Erlang/OTP Forums

Author Message

<  Erlang patches mailing list  ~  Sendfile in erlang

enano at fi.udc.es
Posted: Fri Nov 14, 2003 11:34 am Reply with quote
Guest
Hi,

I'm not sure whether the proper list is e-questions or e-patches, but this
is a small patch anyway.

This draft patch adds a sendfile() interface to Erlang. Sendfile(2) is a
system call present in Linux 2.2, AIX 5 and later kernels, and similar
interfaces are present in recent versions of Solaris and possibly other
Unices. The usual loop of read()ing from a file and then send()ing to a
socket or write()ing to another file has an unnecesarily large overhead:
copying data from kernel space to user space on read, and then back to
kernel space again on write() or send(). Besides, if we are reading from
Erlang, that means getting all those data chunks into the erlang runtime
memory management system only to get them out again immediately and then
GC them sometime in the future. Very often (think of a web or file server)
our program has no use for that read data except sending it out again.

Sendfile(f,t,o,c) simply instructs the kernel (the OS kernel, not
$ROOTDIR/lib/kernel) to read c bytes at offset o of file descriptor f and
write them again to file descriptor t. No data is moved to/from user
space.


ObPerfData: a cycle of file:read() and gen_tcp:send() moving 4KB chunks
over 1000Base-T between 1GHz Pentium3 machines sustains a throughput of
about 55Mbps. A cycle of file:sendfile() calls sustains over 410Mbps down
the pipe. Make sure you have a well supported network card before trying.

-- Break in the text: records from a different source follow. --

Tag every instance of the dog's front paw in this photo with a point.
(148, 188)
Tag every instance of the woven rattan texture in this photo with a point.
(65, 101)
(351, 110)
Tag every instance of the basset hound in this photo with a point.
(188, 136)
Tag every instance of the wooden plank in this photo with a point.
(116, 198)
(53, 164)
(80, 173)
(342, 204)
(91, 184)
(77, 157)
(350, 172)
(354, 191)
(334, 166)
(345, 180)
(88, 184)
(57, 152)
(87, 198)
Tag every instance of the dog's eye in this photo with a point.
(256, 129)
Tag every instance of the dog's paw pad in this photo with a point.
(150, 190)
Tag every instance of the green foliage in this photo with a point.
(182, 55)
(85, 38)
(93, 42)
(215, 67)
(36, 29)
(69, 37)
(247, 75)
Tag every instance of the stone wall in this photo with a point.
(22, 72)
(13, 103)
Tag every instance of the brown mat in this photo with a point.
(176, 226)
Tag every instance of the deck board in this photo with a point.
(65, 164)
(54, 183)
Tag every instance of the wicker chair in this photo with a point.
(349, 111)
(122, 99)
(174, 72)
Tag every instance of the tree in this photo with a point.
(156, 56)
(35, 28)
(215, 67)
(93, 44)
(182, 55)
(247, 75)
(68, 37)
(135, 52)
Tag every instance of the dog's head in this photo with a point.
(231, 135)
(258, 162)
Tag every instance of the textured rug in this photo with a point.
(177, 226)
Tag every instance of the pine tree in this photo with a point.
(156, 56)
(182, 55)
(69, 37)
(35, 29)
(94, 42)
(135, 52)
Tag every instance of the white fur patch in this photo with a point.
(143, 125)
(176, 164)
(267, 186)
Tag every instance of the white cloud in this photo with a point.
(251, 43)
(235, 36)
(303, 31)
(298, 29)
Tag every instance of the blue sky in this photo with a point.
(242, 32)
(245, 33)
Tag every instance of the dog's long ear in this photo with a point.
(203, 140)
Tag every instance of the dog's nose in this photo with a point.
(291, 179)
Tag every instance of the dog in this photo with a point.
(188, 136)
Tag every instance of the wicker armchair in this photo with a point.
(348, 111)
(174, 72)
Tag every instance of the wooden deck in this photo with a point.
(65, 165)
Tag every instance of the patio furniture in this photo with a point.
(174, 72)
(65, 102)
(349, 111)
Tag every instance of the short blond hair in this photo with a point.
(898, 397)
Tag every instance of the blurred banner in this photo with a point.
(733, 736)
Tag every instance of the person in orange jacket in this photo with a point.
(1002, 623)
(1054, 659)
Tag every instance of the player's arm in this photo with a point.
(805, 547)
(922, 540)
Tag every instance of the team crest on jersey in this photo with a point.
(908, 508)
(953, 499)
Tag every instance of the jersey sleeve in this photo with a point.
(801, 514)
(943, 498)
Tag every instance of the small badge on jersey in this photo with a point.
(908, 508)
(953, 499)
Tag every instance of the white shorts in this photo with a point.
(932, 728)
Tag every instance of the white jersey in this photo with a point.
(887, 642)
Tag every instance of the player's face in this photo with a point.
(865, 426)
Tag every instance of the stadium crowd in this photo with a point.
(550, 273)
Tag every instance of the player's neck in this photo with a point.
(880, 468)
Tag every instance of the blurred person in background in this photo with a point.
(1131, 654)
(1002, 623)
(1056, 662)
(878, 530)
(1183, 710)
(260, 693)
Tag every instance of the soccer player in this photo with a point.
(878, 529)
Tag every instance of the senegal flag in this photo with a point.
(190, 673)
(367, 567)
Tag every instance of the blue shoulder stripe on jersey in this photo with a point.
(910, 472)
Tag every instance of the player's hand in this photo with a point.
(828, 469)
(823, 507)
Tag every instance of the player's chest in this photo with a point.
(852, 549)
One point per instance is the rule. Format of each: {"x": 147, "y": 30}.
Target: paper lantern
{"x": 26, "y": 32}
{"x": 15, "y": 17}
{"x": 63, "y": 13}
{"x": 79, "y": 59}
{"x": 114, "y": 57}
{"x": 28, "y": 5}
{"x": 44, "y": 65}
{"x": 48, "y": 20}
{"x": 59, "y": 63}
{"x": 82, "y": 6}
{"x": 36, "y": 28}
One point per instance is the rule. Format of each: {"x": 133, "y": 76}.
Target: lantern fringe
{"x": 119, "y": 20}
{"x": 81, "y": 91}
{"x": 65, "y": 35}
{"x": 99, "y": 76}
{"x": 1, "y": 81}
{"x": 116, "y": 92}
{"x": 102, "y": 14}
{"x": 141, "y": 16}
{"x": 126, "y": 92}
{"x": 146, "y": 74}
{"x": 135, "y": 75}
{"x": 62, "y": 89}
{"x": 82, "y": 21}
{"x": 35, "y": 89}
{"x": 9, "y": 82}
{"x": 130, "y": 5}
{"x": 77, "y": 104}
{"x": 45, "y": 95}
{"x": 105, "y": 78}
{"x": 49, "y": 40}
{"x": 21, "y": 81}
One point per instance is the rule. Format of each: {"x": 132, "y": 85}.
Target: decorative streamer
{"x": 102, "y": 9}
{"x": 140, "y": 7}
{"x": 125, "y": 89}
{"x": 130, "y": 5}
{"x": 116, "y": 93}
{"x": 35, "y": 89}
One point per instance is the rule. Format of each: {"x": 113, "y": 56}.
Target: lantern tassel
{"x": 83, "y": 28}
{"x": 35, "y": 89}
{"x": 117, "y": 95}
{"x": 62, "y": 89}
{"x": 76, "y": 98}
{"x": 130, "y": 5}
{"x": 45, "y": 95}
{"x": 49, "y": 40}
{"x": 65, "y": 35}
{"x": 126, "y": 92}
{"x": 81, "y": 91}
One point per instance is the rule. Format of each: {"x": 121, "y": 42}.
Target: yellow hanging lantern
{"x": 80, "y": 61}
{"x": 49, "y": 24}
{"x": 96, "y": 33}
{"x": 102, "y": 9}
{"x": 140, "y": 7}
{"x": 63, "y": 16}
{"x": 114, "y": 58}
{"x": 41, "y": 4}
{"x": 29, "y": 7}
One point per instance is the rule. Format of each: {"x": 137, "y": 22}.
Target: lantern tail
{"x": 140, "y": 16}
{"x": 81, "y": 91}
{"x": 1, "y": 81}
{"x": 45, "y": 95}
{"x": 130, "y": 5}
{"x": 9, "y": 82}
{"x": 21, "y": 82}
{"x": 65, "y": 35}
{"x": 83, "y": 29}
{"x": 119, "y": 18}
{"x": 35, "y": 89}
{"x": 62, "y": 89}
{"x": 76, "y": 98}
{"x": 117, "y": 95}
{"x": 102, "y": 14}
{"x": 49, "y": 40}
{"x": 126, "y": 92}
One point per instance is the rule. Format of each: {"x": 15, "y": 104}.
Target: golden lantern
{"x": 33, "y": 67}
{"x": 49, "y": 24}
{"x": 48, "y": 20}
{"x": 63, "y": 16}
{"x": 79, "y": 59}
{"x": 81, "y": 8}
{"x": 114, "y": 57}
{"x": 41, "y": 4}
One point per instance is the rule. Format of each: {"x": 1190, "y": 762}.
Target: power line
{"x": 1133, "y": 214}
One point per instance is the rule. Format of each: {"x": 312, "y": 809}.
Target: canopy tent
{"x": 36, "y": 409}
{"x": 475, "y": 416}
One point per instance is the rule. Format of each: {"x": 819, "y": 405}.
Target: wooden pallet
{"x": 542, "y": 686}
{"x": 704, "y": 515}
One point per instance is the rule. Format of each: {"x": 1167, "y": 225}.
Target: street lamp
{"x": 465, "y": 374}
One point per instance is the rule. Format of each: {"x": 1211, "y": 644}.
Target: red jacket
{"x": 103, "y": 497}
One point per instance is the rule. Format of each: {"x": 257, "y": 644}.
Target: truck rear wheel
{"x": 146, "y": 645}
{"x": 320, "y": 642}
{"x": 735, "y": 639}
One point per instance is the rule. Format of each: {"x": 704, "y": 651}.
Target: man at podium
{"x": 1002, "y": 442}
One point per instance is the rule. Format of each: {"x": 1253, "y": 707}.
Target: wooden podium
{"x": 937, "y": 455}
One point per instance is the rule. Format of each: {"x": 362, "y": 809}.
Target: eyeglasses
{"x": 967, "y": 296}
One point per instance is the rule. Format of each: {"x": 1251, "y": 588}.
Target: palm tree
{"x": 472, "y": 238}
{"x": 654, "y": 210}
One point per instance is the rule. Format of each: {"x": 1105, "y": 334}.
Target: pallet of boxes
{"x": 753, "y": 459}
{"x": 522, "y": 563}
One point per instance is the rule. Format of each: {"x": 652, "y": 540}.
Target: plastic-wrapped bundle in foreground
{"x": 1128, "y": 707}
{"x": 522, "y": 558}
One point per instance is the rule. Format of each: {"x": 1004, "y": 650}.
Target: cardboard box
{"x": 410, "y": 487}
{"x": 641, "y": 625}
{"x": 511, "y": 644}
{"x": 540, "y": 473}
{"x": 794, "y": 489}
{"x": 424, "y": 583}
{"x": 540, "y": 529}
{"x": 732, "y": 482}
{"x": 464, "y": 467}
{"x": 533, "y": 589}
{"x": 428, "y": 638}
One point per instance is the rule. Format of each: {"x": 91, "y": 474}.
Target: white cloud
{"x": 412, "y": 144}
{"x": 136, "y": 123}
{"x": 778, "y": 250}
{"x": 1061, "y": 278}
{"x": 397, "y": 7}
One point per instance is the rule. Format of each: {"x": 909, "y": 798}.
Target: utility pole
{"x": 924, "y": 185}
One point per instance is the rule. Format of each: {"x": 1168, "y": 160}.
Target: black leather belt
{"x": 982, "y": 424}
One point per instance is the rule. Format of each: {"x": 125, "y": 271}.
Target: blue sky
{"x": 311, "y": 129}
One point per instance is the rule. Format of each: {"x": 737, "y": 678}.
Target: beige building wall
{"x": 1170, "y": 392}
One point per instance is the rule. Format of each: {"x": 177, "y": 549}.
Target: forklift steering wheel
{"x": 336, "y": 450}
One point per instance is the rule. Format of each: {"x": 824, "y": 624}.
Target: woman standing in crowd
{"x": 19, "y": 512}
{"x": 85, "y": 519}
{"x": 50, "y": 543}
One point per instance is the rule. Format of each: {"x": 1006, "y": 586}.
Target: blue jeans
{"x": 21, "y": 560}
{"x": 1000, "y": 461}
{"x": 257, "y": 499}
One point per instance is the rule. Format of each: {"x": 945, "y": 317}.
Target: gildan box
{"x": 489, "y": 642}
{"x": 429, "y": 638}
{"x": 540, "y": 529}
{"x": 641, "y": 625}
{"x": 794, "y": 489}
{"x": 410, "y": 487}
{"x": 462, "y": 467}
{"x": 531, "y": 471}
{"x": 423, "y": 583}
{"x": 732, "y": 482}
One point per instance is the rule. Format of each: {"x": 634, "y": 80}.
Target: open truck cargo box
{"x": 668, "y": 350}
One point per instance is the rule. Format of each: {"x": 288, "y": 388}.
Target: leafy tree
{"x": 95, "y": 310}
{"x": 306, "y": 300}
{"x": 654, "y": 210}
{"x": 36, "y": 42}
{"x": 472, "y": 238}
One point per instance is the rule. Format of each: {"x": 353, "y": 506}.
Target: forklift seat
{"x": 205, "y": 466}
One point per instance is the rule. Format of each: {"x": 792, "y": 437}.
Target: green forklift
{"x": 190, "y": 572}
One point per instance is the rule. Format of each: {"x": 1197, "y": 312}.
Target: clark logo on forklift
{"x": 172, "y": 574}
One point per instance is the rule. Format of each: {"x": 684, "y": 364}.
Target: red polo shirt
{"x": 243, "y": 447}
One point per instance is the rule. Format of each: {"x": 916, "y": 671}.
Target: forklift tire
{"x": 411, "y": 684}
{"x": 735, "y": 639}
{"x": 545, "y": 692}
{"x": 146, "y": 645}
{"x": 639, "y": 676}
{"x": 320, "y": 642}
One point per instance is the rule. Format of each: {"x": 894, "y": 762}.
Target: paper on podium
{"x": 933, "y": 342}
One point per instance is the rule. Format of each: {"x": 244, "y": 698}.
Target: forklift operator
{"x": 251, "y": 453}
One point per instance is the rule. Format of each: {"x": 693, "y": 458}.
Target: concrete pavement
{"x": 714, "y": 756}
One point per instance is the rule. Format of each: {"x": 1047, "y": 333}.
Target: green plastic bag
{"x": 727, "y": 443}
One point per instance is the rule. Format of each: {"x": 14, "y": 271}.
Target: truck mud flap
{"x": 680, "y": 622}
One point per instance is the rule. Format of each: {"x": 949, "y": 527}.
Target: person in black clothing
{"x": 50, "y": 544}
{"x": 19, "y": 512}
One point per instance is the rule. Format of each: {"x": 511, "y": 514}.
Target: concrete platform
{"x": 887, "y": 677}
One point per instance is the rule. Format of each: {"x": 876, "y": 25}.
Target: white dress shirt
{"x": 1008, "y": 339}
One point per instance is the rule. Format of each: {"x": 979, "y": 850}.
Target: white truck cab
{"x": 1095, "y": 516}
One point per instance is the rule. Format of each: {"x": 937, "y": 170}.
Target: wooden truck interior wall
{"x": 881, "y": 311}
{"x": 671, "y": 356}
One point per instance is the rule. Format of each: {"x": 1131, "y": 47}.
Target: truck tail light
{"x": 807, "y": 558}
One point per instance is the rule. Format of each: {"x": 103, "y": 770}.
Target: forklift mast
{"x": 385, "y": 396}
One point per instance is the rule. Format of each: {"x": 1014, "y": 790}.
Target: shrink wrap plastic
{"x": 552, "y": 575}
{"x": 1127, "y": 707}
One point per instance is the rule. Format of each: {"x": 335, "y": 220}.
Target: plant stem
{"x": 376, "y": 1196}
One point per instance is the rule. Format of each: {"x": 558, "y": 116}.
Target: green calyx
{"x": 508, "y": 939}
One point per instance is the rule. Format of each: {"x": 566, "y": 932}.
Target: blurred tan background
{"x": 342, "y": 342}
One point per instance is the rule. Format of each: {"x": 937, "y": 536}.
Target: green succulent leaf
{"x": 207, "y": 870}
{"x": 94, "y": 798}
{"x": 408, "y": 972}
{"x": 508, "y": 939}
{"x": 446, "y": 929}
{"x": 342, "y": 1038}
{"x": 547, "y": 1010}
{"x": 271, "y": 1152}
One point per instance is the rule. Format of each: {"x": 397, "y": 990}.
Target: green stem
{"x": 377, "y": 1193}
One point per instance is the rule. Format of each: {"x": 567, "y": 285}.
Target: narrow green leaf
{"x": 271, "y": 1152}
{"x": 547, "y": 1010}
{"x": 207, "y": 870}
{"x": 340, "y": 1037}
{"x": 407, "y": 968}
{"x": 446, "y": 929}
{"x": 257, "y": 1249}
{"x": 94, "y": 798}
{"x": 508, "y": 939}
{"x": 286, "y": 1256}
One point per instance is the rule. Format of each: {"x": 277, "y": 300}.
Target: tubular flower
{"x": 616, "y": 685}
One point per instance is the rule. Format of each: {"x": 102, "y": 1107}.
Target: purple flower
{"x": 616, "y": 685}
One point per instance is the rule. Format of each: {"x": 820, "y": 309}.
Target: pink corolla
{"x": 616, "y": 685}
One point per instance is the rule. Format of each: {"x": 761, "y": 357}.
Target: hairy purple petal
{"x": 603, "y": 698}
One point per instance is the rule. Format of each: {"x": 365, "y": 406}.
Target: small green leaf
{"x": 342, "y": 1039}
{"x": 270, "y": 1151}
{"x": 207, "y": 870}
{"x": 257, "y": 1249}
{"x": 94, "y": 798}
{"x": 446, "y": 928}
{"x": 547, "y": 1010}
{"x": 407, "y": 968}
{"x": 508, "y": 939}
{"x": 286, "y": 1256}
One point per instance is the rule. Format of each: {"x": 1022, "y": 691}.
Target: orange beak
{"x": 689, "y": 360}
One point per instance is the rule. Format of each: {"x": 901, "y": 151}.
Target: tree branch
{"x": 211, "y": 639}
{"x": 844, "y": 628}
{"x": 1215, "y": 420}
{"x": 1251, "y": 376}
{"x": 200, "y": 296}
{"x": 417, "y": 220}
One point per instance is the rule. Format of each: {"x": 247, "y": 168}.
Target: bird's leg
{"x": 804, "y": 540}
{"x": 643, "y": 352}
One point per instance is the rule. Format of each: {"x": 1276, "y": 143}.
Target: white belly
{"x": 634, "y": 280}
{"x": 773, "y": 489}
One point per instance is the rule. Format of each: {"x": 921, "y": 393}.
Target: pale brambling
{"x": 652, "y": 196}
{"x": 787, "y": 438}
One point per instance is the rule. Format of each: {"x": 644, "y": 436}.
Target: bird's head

The patch is for testing purposes - I'd be glad to hear comments. I have
kept the kernel sendfile semantics: it may write less bytes than
requested, just like the send(2) syscall; return value is {ok, SentBytes}
or {error, Reason}. Maybe it would be more polite to behave like
gen_tcp:send instead and make sure all data is sent, or else return an
error. More ugly details: it needs the socket descriptor *number*, so for
now you have to call the undocumented function get_fd in prim_inet. An
example:

{ok,From}=file:open(Filename,[read,raw]),
{ok,Sock}=gen_tcp:connect(Host,Port,[binary,{packet,0}]),
{ok,SockFD}=prim_inet:getfd(Sock),
{ok,Sent}=file:sendfile(From,SockFD,Pos,Block),


No guarantees, backup first, parachute not included, etc.

Regards,

Miguel


Post generated using Mail2Forum (http://m2f.sourceforge.net)
sean.hinde at mac.com
Posted: Fri Nov 14, 2003 1:49 pm Reply with quote
Guest
On Friday, November 14, 2003, at 11:27 am, Miguel Barreiro wrote:

> This draft patch adds a sendfile() interface to Erlang. Sendfile(2) is
> a
> system call present in Linux 2.2, AIX 5 and later kernels, and similar
> interfaces are present in recent versions of Solaris and possibly other
> Unices. The usual loop of read()ing from a file and then send()ing to a
> socket or write()ing to another file has an unnecesarily large
> overhead:
> copying data from kernel space to user space on read, and then back to
> kernel space again on write() or send(). Besides, if we are reading
> from
> Erlang, that means getting all those data chunks into the erlang
> runtime
> memory management system only to get them out again immediately and
> then
> GC them sometime in the future. Very often (think of a web or file
> server)
> our program has no use for that read data except sending it out again.
>
> Sendfile(f,t,o,c) simply instructs the kernel (the OS kernel, not
> $ROOTDIR/lib/kernel) to read c bytes at offset o of file descriptor f
> and
> write them again to file descriptor t. No data is moved to/from user
> space.

This looks like an excellent addition to Erlang. I'd fully support this
being adopted by the OTP team.

> ObPerfData: a cycle of file:read() and gen_tcp:send() moving 4KB chunks
> over 1000Base-T between 1GHz Pentium3 machines sustains a throughput of
> about 55Mbps. A cycle of file:sendfile() calls sustains over 410Mbps
> down
> the pipe. Make sure you have a well supported network card before
> trying.

The 55Mbps matches well with my measurements on a 1GHz PPC. We would
use this tomorrow if it were beefed up with some of your suggestions
and the normal OTP extra safe semantics.

Brilliant!

Sean



Post generated using Mail2Forum (http://m2f.sourceforge.net)
luke at bluetail.com
Posted: Fri Nov 14, 2003 3:37 pm Reply with quote
Guest
Miguel Barreiro <enano_at_fi.udc.es> writes:

> ObPerfData: a cycle of file:read() and gen_tcp:send() moving 4KB chunks
> over 1000Base-T between 1GHz Pentium3 machines sustains a throughput of
> about 55Mbps. A cycle of file:sendfile() calls sustains over 410Mbps down
> the pipe. Make sure you have a well supported network card before trying.

Great stuff!

Could you please post your benchmark programs too? I'm curious to try
the unoptimised version in Oprofile (best program of the year) and see
what kills the performance - user/kernel copies, context switches,
erlang GC, select(), etc. If I remember correctly, Per Bergqvist was
sending 10Mbps through Erlang on Celerons with only a fraction of the
CPU with the kpoll'ified emulator.

I've long suspected that one could move pretty much the whole network
stack into userspace without much performance loss, if you just chose
the interface well. I'm interested to find out if this is bollocks :-)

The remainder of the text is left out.